The imminent danger from the gradual unblocking of using nuclear weapons and weapons of mass destruction in general, is not related just to the local theater of the battlefield. As these weapons gradually become more "gentle" in essence regarding the public reactions and their deployment is presumably not necessarily accompanied with the same social and political consequences as during the Cold War era, the mere role of military command centers is literally upgraded against the political centers, as the responsibility and tactical initiative is transferred to them. At the same time, the egocentric views regarding "good" and "evil" regimes is substantially advanced, as each regime perceives its own weapons of mass destruction as a deterrent measure against similar threats or against the aggressiveness, or mere suspicion, of other possible hostiles. Only now, in contrast to the Cold War era, the limited power and destruction scale of these weapons constitutes them tremendously more dangerous and aggressive, in relation to the possibility of the actual use in a real battlefield, instead of just a deterrent measure in political and strategic-military level.

Of course, no one seems to seriously care about the ethical dimension of this issue. The one single mention to international disavowal in the whole article, regarding the consequences of using these weapons, is viewed under the scope of an “obstacle” for the strategic value of them, rather than a justified reaction against their use under any scale circumstances or justification. Maybe it is not clear to everyone that the social will and ethics of any nation is vastly more important than the intentions and the strategic options of the authority, military or not, that protects it.
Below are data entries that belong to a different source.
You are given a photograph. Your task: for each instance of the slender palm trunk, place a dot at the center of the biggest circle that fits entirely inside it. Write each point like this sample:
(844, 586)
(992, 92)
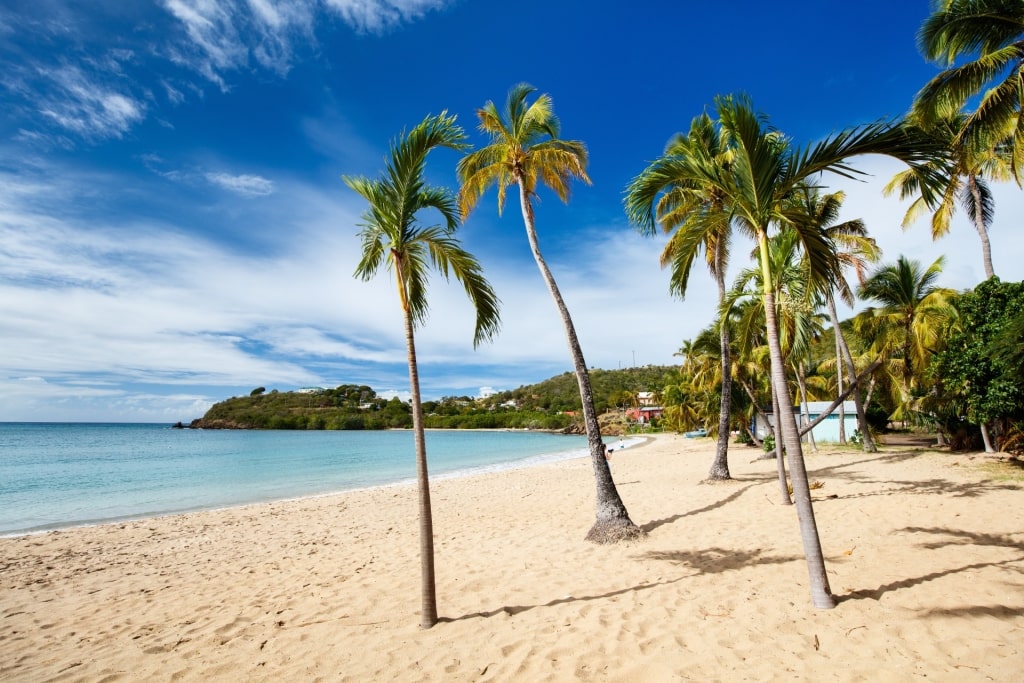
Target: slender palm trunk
(783, 484)
(720, 466)
(979, 224)
(612, 521)
(986, 439)
(861, 407)
(820, 592)
(428, 612)
(839, 388)
(802, 380)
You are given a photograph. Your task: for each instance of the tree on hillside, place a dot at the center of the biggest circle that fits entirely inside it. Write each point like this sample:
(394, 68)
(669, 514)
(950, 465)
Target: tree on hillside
(695, 214)
(393, 238)
(524, 150)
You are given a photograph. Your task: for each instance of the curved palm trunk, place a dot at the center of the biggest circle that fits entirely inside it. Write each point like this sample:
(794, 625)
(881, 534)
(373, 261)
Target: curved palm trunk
(779, 461)
(839, 389)
(979, 224)
(820, 592)
(860, 406)
(428, 596)
(612, 522)
(720, 466)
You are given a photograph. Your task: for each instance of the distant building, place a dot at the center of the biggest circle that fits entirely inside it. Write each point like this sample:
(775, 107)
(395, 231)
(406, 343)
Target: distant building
(644, 414)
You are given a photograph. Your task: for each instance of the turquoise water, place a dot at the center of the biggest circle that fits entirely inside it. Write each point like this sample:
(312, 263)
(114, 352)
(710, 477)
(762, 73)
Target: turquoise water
(60, 475)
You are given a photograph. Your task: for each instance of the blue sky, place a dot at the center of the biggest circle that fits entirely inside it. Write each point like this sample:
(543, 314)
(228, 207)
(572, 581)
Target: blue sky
(174, 229)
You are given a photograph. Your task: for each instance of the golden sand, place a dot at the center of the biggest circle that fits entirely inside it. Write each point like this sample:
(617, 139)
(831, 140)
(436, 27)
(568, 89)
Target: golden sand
(925, 552)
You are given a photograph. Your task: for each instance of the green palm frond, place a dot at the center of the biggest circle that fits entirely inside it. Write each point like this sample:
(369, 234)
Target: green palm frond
(392, 238)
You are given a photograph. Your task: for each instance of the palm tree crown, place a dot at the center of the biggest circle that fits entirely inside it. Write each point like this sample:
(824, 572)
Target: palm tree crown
(392, 237)
(992, 33)
(524, 150)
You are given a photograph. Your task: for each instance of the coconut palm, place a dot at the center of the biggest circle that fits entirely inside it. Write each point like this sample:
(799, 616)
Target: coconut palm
(912, 314)
(966, 184)
(524, 150)
(987, 36)
(764, 171)
(393, 239)
(854, 251)
(695, 214)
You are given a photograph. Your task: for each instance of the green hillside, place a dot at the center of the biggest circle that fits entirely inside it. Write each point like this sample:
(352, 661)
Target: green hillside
(547, 404)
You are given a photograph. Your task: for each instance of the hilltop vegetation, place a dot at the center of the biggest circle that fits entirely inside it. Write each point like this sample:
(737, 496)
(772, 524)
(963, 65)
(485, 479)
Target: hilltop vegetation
(552, 403)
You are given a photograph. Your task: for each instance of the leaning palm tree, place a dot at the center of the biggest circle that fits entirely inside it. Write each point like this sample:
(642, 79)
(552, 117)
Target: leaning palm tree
(967, 184)
(912, 314)
(393, 238)
(696, 216)
(987, 36)
(764, 171)
(524, 151)
(854, 251)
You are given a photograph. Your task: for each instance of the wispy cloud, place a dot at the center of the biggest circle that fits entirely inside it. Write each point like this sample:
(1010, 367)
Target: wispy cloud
(79, 102)
(381, 15)
(247, 185)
During the time that the article of James E. Gover and Paul G. Huray was written, the new war on Iraq was just a probable possibility. Today, this scenario has already come to realization in the worst and most accurate way. It is evident that opinions and views of such matter and attribute can eventually affect, not only the current generations, but also many more that will follow. It is therefore crucial that they are investigated very carefully and cautiously, especially within the context and time of their presentation. Equally important for the magazine’s editorial staff is the necessity to decide, whether the stand that they will adopt from now on will remain firmly on technical and engineering scope, or whether the magazine will become a place to express various political and social views by all (I hope) parties. I, personally, should not have any objection if letters like the current one would be published in parallel to articles like the ones examined above. Unfortunately, as a reader and subscriber of this magazine I would rather prefer not to deal with this kind of content if it deviates greatly from the magazine’s initial core scope.

With regards,


Harris Georgiou
Informatics Systems Analyst


Original Article: J.E. Gover, P.G. Huray, "Not So Unthinkable", IEEE Spectrum, March 2003, vol.40(3), pp.15-16.